« Tokyo », the exhibition of the contemporary Ivorian artist Aboudia presented until August 28, 2021 at The Gallery Cecile Fakhoury offers new works on canvas and paper, a monumental mural and a selection of drawings from the archives of the artist.
« Tokyo », as a source of perspective, is a tribute to his neighborhood Yopougon that the artist returns. It summons the opportunity of Aboudia‘s artistic work, which draws a world with a fluid geology, animated wholeheartedly by a grouping of references in star, where the present is the best.
Covering a large space of the exhibition with a gigantic fresco of thirteen meters long, Aboudia invites the visitor and transports him to another universe. A sort of indirect tribute to the Ivorian language: Nouchi.
In Abidjan, many speak this language, and almost everyone understands it. However, it is constantly progressing, new words are created every day. There is no reference word, no foundation, no authority for its diffusion. So it never stops and is constantly refreshed in the familiarity of its reality and this is what allows it to be a deeply living language. And between Nouchi and the plastic universe of the artist Aboudia, there is a similarity. A development made of innovation and endless energy.
Aboudia thus creates his own artistic jargon, whose strength resonates with the fluctuating encounters of different observers. By not adapting to any code, his work transcends the lines to arrive at a global form. His works take us on an excursion into his reality, which reminds us of something.
In his world, the fantasized elsewhere is etched into the truth of the present, and the mass of his truth is continually annihilated to make room for equal dreams. The incomprehensible has no place here, and as the foundation of his fresco, made of an assemblage of images, articles, photos or pages of books, states, the artist appropriates what he has no idea of, makes his own what is other, without waiting for anyone’s approval.

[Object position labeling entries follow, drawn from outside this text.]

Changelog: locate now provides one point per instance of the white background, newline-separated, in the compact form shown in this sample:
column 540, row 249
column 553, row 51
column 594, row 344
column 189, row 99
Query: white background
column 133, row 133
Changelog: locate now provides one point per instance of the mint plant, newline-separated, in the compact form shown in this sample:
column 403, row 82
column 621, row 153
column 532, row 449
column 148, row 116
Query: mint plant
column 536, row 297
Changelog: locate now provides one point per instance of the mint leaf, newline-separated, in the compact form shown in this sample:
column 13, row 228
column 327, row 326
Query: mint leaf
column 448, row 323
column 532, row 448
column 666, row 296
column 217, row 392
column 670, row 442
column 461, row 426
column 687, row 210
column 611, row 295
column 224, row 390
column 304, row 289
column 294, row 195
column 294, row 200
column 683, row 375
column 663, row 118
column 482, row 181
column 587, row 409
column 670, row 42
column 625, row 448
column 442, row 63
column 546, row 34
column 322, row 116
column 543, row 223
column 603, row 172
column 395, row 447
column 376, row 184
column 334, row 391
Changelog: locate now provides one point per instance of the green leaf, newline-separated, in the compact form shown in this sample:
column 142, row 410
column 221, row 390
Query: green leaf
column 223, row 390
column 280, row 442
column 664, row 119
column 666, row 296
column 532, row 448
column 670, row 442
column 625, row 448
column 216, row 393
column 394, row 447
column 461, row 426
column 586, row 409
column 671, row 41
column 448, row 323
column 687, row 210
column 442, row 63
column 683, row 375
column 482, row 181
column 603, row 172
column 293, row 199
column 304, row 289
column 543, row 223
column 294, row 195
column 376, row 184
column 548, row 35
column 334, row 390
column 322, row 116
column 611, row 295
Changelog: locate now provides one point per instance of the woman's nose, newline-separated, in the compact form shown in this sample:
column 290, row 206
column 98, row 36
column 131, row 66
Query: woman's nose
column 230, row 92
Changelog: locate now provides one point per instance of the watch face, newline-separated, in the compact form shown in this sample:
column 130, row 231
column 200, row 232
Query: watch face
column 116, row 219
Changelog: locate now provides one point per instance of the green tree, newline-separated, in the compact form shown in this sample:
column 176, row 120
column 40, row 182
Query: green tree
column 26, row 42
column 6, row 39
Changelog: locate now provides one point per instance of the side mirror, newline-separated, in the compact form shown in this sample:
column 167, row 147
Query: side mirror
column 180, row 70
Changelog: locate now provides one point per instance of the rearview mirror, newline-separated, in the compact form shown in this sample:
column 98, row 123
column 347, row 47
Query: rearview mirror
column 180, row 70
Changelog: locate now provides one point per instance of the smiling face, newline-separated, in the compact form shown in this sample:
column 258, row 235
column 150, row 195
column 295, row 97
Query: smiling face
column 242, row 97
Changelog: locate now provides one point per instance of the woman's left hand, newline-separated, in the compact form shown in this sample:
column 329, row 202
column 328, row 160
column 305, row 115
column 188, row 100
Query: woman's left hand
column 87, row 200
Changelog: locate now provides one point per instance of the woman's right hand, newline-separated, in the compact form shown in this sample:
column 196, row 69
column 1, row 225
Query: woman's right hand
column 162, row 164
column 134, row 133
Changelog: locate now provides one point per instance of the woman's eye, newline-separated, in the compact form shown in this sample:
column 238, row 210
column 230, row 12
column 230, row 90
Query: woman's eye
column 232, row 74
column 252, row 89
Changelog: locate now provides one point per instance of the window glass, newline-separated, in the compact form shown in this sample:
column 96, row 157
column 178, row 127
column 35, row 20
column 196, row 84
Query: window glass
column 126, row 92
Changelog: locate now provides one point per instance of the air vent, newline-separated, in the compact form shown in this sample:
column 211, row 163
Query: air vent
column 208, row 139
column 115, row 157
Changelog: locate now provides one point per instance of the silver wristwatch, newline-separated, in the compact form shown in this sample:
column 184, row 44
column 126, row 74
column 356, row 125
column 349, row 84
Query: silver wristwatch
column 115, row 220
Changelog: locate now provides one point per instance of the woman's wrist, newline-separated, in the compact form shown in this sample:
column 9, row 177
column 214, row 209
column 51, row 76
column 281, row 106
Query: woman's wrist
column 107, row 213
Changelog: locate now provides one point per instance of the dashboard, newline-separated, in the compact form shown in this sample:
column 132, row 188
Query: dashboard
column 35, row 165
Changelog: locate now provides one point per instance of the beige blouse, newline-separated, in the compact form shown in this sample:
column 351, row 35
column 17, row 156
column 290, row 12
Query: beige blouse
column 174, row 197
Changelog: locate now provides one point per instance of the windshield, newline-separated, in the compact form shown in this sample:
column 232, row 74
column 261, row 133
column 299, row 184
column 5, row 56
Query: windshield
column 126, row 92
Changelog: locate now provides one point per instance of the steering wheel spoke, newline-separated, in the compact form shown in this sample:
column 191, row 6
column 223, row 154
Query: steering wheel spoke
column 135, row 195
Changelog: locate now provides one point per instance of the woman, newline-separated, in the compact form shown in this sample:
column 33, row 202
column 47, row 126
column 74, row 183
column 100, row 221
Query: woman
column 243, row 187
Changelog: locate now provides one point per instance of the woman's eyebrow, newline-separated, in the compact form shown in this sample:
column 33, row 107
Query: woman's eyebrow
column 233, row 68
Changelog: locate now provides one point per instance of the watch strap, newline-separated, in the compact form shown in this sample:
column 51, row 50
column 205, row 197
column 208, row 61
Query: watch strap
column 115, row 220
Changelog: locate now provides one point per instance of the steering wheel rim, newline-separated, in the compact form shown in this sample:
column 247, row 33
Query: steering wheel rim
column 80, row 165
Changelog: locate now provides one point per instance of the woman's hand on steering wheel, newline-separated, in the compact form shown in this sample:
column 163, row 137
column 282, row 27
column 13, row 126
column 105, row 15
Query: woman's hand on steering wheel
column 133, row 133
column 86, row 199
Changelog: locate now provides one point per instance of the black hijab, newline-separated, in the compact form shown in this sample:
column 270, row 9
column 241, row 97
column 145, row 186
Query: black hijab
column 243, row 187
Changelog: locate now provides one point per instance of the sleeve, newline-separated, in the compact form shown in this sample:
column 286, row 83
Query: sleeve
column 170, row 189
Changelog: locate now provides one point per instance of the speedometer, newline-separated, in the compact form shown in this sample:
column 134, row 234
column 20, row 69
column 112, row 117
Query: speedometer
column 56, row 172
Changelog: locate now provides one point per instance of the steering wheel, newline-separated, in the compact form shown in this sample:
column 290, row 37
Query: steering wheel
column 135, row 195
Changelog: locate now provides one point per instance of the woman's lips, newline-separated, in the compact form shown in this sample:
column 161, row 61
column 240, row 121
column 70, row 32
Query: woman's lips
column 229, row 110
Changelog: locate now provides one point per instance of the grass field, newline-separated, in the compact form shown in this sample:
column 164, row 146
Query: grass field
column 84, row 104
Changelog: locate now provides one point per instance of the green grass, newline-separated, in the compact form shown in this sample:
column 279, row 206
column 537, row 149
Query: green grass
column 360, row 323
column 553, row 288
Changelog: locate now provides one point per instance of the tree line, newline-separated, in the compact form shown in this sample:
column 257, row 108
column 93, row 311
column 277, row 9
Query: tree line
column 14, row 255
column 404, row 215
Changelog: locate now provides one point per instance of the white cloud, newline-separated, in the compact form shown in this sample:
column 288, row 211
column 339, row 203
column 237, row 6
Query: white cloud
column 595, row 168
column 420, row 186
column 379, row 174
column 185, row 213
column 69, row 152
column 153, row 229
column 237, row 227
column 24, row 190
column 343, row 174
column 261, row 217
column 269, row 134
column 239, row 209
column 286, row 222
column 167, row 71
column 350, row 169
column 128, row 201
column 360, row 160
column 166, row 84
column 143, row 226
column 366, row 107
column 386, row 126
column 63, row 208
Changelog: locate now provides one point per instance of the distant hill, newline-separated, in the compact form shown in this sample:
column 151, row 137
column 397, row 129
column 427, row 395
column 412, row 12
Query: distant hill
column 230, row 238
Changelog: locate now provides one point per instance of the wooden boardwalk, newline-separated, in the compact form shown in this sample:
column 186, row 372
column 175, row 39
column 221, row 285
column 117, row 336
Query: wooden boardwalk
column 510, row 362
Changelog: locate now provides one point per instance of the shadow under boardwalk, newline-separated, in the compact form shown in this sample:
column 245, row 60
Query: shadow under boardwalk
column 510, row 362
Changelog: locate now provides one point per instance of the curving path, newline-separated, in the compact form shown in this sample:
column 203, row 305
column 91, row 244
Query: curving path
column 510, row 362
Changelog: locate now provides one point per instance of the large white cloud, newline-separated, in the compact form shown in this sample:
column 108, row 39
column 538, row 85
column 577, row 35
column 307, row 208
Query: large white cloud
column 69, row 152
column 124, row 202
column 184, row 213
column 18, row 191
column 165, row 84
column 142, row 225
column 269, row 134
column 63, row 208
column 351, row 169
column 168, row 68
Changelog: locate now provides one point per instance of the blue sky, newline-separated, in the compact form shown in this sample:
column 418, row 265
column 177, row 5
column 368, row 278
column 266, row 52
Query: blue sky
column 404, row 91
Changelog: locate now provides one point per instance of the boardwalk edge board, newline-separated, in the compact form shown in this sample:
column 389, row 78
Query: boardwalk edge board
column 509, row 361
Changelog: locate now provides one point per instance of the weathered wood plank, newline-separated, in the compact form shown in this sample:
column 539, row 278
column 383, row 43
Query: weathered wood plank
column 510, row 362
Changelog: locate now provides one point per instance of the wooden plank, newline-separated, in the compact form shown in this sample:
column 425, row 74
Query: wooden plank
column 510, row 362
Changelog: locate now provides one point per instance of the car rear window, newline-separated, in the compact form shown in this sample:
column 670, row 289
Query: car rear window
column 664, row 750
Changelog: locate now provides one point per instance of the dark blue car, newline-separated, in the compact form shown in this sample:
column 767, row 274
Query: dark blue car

When he enters the exhibition, the visitor is trapped in a disordered and practically bewitching musicality, each nuance bringing another heartbeat, each material another note. Here cardboard boxes, there young people’s clothes. On the one hand, fluorescent and electric tones, on the other hand dark shades with melancholic accents.
« Au gbaki », one of the paintings in the exhibition, stands out for the presence of bright children’s clothes joined to the canvas, as if it were a repeat of the huge installation composed of children’s clothes and stuffed animals presented in 2016 in his exhibition « Môgô Dynasty ».
The paint drips evoke the long strings of texture of the time thus testifying to the elegant and ephemeral solidity of the artist’s universe. In this work, the clothes come alive. Imbued with a busy and resonant environment, resonating with the little youths in bright clothes playing on the roads, the horns of vehicles covering their laughter from time to time.
A kind of questioning of their stories? As if to ask us if we are really seeing the first snapshots of opportunity for young people from the parental gaze or from children passed to their own choices?
The book doesn’t say that much. However, it does tell of restlessness, warmth, energy and play. It says a tumultuous delight, an everyday existence that floods the space.
In the artist’s paintings, many eyes notice us, their sneer becomes amusing, even mocking. As if they were asking themselves: What are we doing here? What is going on?
Her works are ambivalent, defiant. The characters in her paintings do not allow themselves to be fixed or captured. They rather like to divert us by their double form, to constantly avoid our assumptions, even our glance.
Aboudia thus plays with the principles of figuration and deliberation, and those of contemporary art in general. He comes to deconstruct the space of his form and defends himself and all his coterie, his gbonhi, in a world that tries to deal with them.
In each work, a crowd of lives swarms, a rush of air and agitation, contours that seek their place in spaces that are greedily too narrow.
One feels in these paintings the presence of the Ziguéhis of yesterday until the birth and affirmation of the Nouchi.
Aboudia observes, notices and immerses himself in his city, he is at one with its development, its changes. He offers us until August 28, 2021 at the Cécile Fakhoury Gallery a thrilling journey from the seaside of West Africa.